Before them was a gigantic gully about as wide as a football field choked with debris… much of it was nothing but huge boulders, some of them as big as two-story houses, lots of loose rocks and stacked wedges of sandstone. But not all of it was of natural origin, for there were other shapes down there, ovals and pillars, assorted masonry that had been cut into those shapes.

And there was no doubting where it had come from.

For to either side of the gully, they could see the remains of the ancient city climbing up sharp slopes into the murk above.
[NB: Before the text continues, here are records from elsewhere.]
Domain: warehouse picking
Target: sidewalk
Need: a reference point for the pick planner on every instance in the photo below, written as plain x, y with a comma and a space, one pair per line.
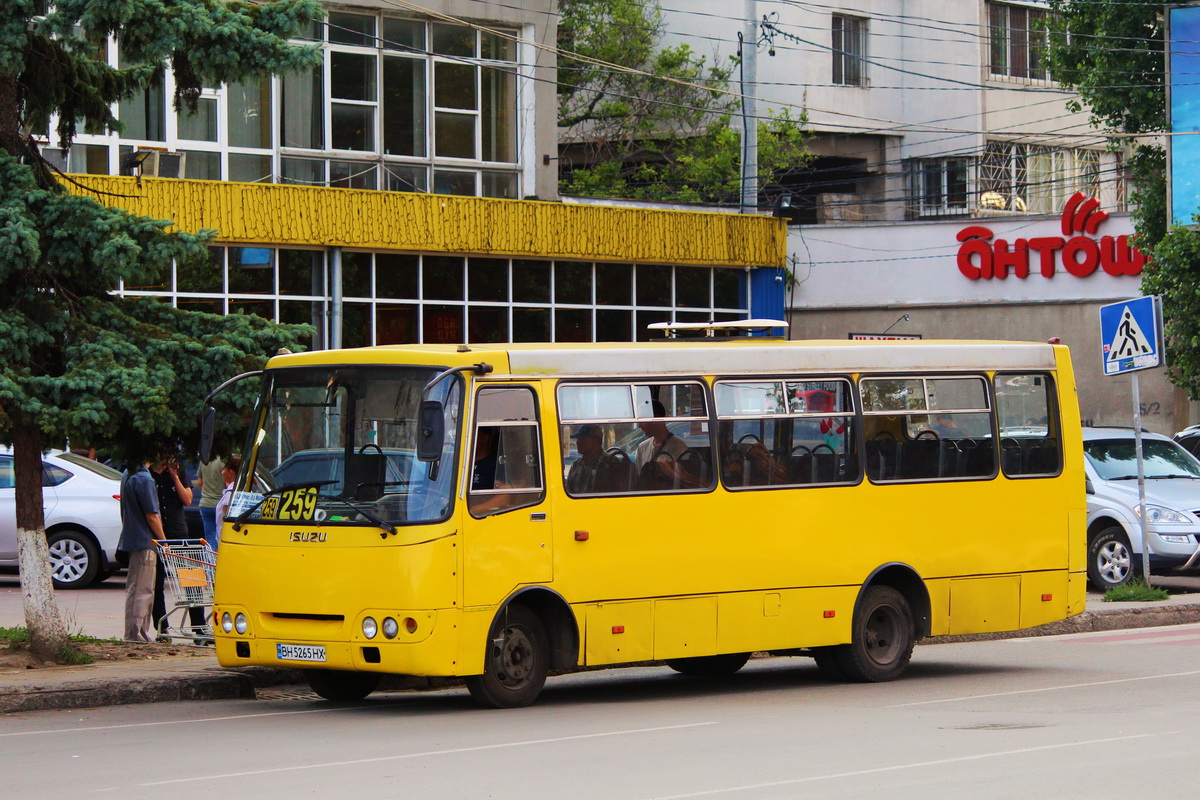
196, 675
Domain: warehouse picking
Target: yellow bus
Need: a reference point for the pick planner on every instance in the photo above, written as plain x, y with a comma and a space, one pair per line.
501, 511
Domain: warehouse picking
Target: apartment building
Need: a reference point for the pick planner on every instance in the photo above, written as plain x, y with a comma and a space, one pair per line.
405, 191
953, 192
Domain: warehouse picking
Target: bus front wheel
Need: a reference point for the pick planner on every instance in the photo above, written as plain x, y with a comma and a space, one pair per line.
516, 663
882, 637
341, 686
709, 666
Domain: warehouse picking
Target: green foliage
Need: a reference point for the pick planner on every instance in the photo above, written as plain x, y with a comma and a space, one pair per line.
641, 137
1113, 55
1135, 591
125, 376
67, 653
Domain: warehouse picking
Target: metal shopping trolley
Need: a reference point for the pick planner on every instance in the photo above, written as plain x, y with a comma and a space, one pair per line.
189, 565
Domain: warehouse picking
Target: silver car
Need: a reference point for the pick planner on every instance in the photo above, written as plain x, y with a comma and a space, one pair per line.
83, 517
1173, 504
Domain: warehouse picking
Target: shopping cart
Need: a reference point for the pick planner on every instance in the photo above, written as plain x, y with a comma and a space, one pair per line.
189, 565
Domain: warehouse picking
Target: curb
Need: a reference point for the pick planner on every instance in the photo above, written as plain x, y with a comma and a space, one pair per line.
241, 683
211, 684
1090, 621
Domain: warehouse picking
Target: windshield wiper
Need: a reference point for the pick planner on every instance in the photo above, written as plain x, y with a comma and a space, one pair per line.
241, 517
382, 524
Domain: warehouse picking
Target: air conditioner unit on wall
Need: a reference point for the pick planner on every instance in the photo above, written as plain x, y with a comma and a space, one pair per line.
161, 163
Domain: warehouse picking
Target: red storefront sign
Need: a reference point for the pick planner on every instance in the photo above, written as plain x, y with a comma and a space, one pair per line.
1077, 253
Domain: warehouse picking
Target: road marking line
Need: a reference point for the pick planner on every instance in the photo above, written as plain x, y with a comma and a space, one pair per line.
1045, 689
897, 768
1132, 635
451, 751
150, 725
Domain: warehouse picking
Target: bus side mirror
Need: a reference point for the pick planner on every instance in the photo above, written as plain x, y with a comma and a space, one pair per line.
432, 433
208, 422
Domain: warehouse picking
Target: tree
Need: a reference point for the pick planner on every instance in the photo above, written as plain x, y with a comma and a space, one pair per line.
637, 134
1113, 55
79, 364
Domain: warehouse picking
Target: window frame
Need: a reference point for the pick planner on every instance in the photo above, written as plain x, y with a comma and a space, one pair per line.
849, 46
633, 383
873, 440
1017, 53
532, 497
1054, 423
852, 471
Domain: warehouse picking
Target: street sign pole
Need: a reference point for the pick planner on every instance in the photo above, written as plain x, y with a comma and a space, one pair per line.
1131, 341
1141, 480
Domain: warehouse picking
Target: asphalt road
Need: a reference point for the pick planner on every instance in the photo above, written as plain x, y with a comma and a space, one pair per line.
1111, 714
99, 611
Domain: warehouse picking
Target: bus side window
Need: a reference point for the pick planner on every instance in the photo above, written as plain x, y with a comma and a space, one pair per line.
1029, 426
507, 461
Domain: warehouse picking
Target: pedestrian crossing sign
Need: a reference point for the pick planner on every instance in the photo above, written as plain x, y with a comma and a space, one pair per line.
1132, 335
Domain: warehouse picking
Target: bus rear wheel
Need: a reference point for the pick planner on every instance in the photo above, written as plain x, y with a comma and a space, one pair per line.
341, 686
709, 666
516, 663
882, 637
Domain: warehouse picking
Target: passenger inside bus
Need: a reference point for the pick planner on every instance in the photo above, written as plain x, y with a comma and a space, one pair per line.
587, 474
658, 455
484, 474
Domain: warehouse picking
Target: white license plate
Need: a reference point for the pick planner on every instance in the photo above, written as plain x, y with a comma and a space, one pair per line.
299, 653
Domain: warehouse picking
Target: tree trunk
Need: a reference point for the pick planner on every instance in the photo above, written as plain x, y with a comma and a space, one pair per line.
47, 633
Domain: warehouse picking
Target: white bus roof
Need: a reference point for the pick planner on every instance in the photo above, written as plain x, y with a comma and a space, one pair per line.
702, 356
744, 356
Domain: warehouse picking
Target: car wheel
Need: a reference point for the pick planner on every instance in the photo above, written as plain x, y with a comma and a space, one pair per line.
1110, 560
75, 559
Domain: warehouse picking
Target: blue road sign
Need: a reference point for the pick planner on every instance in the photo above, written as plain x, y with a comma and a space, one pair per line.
1131, 335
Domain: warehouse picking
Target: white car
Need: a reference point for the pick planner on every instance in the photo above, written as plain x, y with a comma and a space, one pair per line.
1173, 504
83, 517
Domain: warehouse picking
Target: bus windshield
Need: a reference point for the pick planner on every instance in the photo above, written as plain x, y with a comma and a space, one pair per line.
339, 445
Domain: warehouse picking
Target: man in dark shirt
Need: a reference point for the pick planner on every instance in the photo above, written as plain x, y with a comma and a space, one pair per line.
141, 525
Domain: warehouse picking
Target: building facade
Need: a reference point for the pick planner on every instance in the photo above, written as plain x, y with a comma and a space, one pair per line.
403, 191
942, 200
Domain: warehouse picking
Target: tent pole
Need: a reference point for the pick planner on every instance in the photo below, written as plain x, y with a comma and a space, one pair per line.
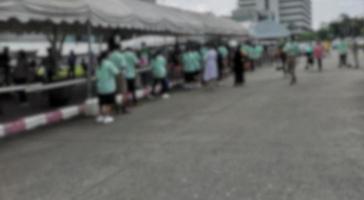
91, 60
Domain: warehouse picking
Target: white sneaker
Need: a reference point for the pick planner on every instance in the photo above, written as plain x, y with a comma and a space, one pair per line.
100, 119
108, 120
166, 96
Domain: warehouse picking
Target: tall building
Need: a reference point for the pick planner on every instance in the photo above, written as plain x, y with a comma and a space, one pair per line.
151, 1
295, 14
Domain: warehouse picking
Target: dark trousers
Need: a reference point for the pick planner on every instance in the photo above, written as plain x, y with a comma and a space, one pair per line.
164, 84
132, 89
343, 60
291, 69
239, 75
319, 63
22, 96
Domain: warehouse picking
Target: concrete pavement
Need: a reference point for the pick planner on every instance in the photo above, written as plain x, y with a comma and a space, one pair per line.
265, 141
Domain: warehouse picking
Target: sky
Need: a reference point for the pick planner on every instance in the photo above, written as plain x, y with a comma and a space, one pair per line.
323, 10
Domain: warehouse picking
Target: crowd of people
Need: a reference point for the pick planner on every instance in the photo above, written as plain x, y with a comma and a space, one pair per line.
199, 65
23, 67
289, 51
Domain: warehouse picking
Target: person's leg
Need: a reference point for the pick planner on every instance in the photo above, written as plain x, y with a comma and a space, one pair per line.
154, 86
133, 91
319, 62
291, 70
345, 60
356, 60
307, 62
238, 76
341, 61
252, 63
165, 87
22, 96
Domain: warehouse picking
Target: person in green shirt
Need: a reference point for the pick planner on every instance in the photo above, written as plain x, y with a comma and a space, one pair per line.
188, 66
246, 50
159, 70
197, 64
118, 58
309, 55
292, 50
343, 48
106, 85
131, 61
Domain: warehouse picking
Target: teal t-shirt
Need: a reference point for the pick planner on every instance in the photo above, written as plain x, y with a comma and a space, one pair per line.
118, 59
255, 53
309, 49
159, 68
131, 60
342, 47
196, 60
106, 78
188, 63
204, 51
291, 49
246, 50
223, 51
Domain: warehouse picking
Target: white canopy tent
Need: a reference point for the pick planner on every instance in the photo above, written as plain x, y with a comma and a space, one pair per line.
114, 14
56, 18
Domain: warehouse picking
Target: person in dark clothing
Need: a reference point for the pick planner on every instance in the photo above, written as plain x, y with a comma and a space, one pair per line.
5, 65
220, 64
21, 73
239, 70
50, 64
72, 59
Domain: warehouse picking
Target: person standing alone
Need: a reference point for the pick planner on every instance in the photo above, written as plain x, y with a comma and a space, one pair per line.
319, 52
239, 69
159, 70
292, 50
106, 84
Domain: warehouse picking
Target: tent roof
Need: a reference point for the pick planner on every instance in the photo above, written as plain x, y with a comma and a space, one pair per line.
114, 14
269, 30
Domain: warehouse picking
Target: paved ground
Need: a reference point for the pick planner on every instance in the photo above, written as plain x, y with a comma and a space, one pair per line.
266, 141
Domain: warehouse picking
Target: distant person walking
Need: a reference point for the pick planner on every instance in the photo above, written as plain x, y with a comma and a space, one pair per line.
21, 73
130, 73
72, 60
5, 65
159, 70
343, 49
117, 58
211, 71
188, 68
106, 85
309, 56
239, 69
319, 53
355, 50
292, 50
283, 58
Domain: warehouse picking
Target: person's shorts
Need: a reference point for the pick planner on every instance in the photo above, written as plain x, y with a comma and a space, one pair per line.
197, 73
190, 76
107, 99
131, 85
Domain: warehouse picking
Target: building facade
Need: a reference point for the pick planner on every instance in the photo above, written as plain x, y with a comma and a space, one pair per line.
151, 1
295, 14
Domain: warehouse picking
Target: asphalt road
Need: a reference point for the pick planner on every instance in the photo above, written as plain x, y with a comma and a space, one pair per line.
264, 141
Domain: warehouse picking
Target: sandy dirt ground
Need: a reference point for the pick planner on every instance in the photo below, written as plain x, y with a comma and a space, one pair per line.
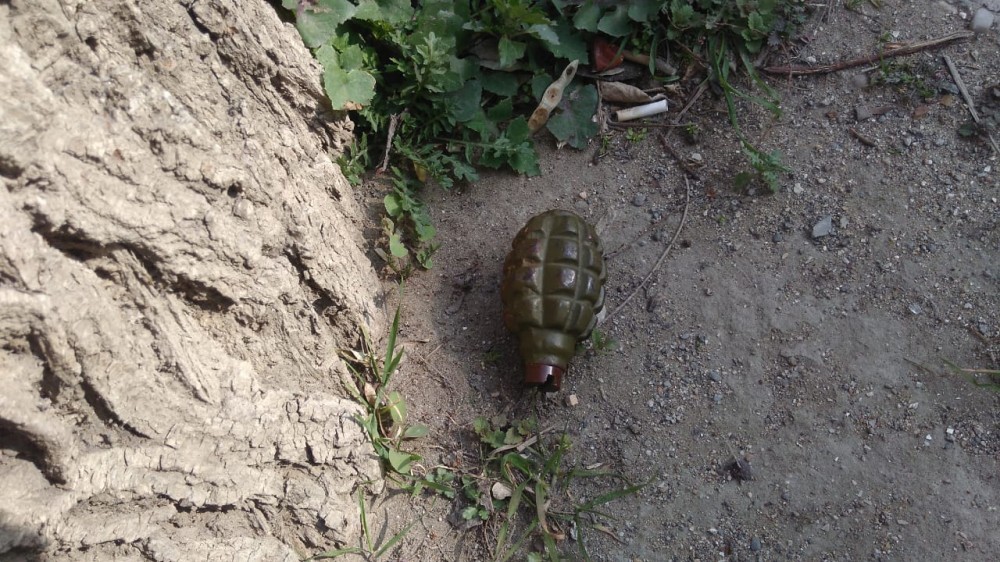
804, 332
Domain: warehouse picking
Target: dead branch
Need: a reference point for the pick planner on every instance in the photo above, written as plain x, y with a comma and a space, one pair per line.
897, 52
968, 99
656, 266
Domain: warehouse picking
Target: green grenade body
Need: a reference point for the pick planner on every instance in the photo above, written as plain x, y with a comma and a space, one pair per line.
552, 292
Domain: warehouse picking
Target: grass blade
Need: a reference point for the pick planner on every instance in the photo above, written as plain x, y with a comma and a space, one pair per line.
337, 553
364, 519
395, 539
515, 502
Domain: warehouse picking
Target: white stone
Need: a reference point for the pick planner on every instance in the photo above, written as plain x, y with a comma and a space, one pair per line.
982, 21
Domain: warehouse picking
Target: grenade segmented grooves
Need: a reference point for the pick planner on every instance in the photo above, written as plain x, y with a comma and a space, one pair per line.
552, 292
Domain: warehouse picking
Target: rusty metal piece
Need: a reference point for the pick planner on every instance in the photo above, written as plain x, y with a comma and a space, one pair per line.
552, 292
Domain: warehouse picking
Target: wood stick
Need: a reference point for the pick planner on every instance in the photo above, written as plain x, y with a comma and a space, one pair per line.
897, 52
968, 99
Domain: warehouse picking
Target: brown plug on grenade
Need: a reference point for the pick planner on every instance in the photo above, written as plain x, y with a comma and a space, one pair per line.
552, 292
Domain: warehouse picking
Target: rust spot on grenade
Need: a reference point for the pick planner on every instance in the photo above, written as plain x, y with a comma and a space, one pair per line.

It was enormous, what they could see of it, for it climbed much higher than their lights could reach. A sleeping fossil, a mammoth city from nightmare antiquity.

Looking upon it, Hayes was instantly reminded of Ansazi cliff-dwellings and pit houses… but those were primitive and pedestrian compared to this. For the city they were seeing had been a metropolis carved from solid rock—clusters of rising cubes and crumbling arches, cones and pyramids and immense rectangular towers honeycombed with passages. At one time, both halves of the city must have been joined together until that deep chasm opened up and the center collapsed beneath into that grave of bones.

“Oh my God,” Sharkey said and that pretty much summed it up.

Cutchen was too busy ooing and ahhing to feel the atavistic terror that was thrumming through Hayes. Part of it was that he had seen this before, except that it was at the bottom of Lake Vordog… and part of it was that just the sight of that cyclopean prehistoric city made something inside him recoil.

He finally had to look away.

It was just too much.

Like everything about the Old Ones, this city… it lived in the race memories of all men. And there was nothing remotely good associated with it. Just horror and pain and madness.

“C’mon,” Hayes said, a little harsher than he had intended. “You can sightsee later.”

He edged around the gully to the right until he was at the foot of the city itself. He could feel its height and weight towering over him. There was a flat table of stone to walk on and then a haphazard collection of trenches and deep-hewn vaults, megaliths and conical monuments, the city itself set some distance back. It had been the same beneath the lake, that irregular borderland of bizarre masonry, only now Hayes was walking amongst that jutting profusion. There seemed to be no plan, no blueprint, just a crazy-quilt of shattered domes and rising menhirs, narrow obelisk and great flat slabs, a twisting and confused lane cut through it all like the path through a maze. There were patches of frozen lichen growing on some of the shapes, arteries of blue ice.